“Today, the risks are considered separately. Each business manages its risks using its own methods and data (fire risks, financial risks, etc.), explains Sebastian Delmott, Educational Manager for Global Risk Management at CentraleSupélec Exed. however, daf, due to the transversal nature of its function, can see that all its goals affect all business risks.
Daf at the crossroads of business risks
It is a question of what risks are the most important in order to determine their priorities and allocate the necessary resources. “We have to ask ourselves what risks are acceptable or not, especially in terms of economic losses. To do this, CFOs must define strategic goals and requirements to manage risk management policy. emphasizes Vincent Derosh, also head of education.
However, it is not a question of generalizing these risks using standard lists, because: “Where each company (depending on its size, sector, environment, …) has its own risks and different goals”, insists Sebastian Delmott. All of these risks must be considered by Daf as part of the company’s global risk mappingbut they need to be analyzed and prioritized in the light of the company’s strategic goals and context (political, environmental, social …), as their criticality varies from one company to another, from one country to another and from one period to another.
26 general risk categories
It exists 26 general categories of business threats and threats : external to the company (environment, policy, insecurity, media, customers), internal, related to management (commercial, legal, communication, human resources, strategy, ethics, etc.), internal, related to technical resources infrastructure and buildings, materials and equipment) and internal, related to production (research and projects, human factor, physico-chemical, professional, operational, etc.).
However, we can cite current critical risks (not ranked):
International political instabilitysuch as Brexit, the war in Ukraine, the economic war between China and the United States, which ends in economic sanctions, or national, for example, social conflicts that could lead to a change of leaders at various levels (example of the recent Spanish independence attempt) … This instability can lead to exchange rate crises, supply chain disruptions, tax increases, complicated contractual relations, the need to relocate headquarters and factories …;
Difficulty of regulation and rapid change of regulation for products and substances: not all countries have the same standards for food additives, the use of phytosanitary products, safety … But also for data from the GDPR, for example, or for algorithms with rules that are likely to appear in the years to come;
Forced digitization, with the massive influence of digital companies on the ways of consumption, sales, work, influence, marketing, production … Traditional companies have no choice but to follow this digital transformation, which is accompanied by cultural and technological upheavals. But it is not just a matter of initiating digital transformation, it must be successful (controlled, in particular, from a financial point of view). “ We see many cases where this transformation is disproportionate because it is poorly supported in terms of project risk management, which affects efficiency, costs and time. “, emphasizes Sebastian Delmott.
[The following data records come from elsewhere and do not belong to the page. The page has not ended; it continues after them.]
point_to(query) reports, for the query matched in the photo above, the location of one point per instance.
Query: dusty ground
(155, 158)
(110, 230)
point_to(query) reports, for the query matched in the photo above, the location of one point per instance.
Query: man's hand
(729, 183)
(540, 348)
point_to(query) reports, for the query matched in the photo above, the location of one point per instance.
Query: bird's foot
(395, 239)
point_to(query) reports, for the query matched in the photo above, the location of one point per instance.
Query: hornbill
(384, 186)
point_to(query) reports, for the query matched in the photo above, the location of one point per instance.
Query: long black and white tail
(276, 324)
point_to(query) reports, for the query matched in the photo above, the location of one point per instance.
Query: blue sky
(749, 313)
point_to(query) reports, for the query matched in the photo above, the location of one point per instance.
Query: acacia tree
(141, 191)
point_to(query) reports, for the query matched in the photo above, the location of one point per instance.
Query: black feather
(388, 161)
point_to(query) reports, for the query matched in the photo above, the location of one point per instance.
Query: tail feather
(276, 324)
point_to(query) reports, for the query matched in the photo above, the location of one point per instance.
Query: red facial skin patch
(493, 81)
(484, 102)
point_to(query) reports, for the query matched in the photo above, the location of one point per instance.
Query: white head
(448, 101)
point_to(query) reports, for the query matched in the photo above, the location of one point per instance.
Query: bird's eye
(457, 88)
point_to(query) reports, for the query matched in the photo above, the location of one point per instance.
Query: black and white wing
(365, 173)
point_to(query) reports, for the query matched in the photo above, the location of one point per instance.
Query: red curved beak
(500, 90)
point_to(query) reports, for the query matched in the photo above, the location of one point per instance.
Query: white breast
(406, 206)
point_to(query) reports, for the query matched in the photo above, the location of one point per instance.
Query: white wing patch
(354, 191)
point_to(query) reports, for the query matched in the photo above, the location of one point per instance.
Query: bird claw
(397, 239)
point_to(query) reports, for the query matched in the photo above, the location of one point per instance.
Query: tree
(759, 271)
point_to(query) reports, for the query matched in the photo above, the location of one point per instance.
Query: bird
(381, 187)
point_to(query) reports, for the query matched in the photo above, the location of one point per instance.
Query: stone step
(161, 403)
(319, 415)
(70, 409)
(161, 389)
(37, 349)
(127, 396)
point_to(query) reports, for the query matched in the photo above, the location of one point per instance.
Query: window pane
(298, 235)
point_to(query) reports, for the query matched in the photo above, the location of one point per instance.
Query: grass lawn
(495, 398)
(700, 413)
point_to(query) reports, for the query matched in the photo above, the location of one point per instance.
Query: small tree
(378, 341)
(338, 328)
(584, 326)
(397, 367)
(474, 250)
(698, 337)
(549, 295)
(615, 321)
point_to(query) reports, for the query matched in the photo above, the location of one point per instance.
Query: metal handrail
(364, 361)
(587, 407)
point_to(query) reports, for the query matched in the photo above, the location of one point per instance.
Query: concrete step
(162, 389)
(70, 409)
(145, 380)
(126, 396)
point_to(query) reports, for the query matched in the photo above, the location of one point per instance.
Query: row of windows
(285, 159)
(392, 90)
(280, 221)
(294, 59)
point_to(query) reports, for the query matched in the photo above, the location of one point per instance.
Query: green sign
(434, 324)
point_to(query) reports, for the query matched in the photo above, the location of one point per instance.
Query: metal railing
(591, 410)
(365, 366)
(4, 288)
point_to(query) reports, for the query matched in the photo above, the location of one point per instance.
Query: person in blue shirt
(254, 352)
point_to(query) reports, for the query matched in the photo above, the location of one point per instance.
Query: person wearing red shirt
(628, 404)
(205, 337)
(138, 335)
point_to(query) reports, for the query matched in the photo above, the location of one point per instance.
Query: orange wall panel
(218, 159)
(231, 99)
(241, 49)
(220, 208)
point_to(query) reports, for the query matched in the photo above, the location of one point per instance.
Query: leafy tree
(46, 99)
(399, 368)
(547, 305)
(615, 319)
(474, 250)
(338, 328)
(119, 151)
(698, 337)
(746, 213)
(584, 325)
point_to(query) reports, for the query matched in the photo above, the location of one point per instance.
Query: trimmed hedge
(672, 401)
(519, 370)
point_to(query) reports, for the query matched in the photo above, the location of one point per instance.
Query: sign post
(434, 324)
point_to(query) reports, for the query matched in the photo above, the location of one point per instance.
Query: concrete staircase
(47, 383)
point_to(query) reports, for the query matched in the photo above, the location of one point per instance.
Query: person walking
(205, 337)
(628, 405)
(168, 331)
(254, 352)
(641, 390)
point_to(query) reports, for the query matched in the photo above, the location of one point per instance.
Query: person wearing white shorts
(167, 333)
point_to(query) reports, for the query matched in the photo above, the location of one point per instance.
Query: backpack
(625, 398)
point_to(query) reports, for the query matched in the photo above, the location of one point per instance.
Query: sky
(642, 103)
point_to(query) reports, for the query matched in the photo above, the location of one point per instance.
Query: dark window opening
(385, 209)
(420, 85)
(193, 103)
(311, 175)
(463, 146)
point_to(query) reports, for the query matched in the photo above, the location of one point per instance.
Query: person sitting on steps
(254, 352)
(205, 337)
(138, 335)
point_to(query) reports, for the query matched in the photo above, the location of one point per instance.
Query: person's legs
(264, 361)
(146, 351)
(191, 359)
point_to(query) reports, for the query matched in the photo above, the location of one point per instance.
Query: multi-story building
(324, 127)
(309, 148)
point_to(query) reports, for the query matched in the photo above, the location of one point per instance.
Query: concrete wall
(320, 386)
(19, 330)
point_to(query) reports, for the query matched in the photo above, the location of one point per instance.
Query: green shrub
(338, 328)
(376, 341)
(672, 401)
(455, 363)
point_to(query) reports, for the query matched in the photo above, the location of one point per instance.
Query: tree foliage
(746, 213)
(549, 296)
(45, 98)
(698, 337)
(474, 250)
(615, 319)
The growth rate of technological breakthroughs accompanied by financial bubbles that can destabilize markets. Internet, artificial intelligence, NewSpace, quantum computer, new energies, connected health, biotechnology … Each new breakthrough is accompanied by high expectations of winning, as well as more or less large-scale fraud and fraud;
Cybersecurity which has a very high cost for companies in terms of: losses associated with attacks; costs associated with recovery from attacks; economic losses associated with the loss of customers after attacks; protection and prevention of attacks; insurance costs, which now include cyber risks
Economic war including destabilization by competition (companies, countries) makes DAF the main target for corruption, extortion or blackmail, data theft.
However, this awareness of risk does not seem self-evident. Because risk management is not an identified benefit to the company. “Even if it doesn’t bring anything, it prevents you from losing. Take the case of Ferrero, how much it will cost them in terms of lost sales due to a health scandal, or in advertising to restore their image.says Sebastian Delmott.
Good timeliness of risk management
Good temporary risk management occurs in 3 stages. Previously, it was about expectations, creativity, as well as imagination and perspective. “We need the ability to anticipate and make decisions with an approach, as in the so-called army. OODA (for observation, orientation, decision, action). You need to be able to model scenarios to manage the strategy accordingly. ” explains Vincent Derosh. Time: it’s about how to react and what decisions to make. Finally, we need to learn the lessons later and find out what worked and what didn’t. At each stage, risk management must know which position to take. “You need to know your strengths and weaknesses and be able to show dexterity.” Says Sebastian Delmott.
There is also talk of a risk appetite that managers and Comex need to support. It’s also about soft skills. “A good risk manager needs to know how to ask questions and doubt. BecauseThe first enemy of risk management is confidence », emphasizes Vincent Derosh. But at the same time, of course, a good risk manager must also provide confidence.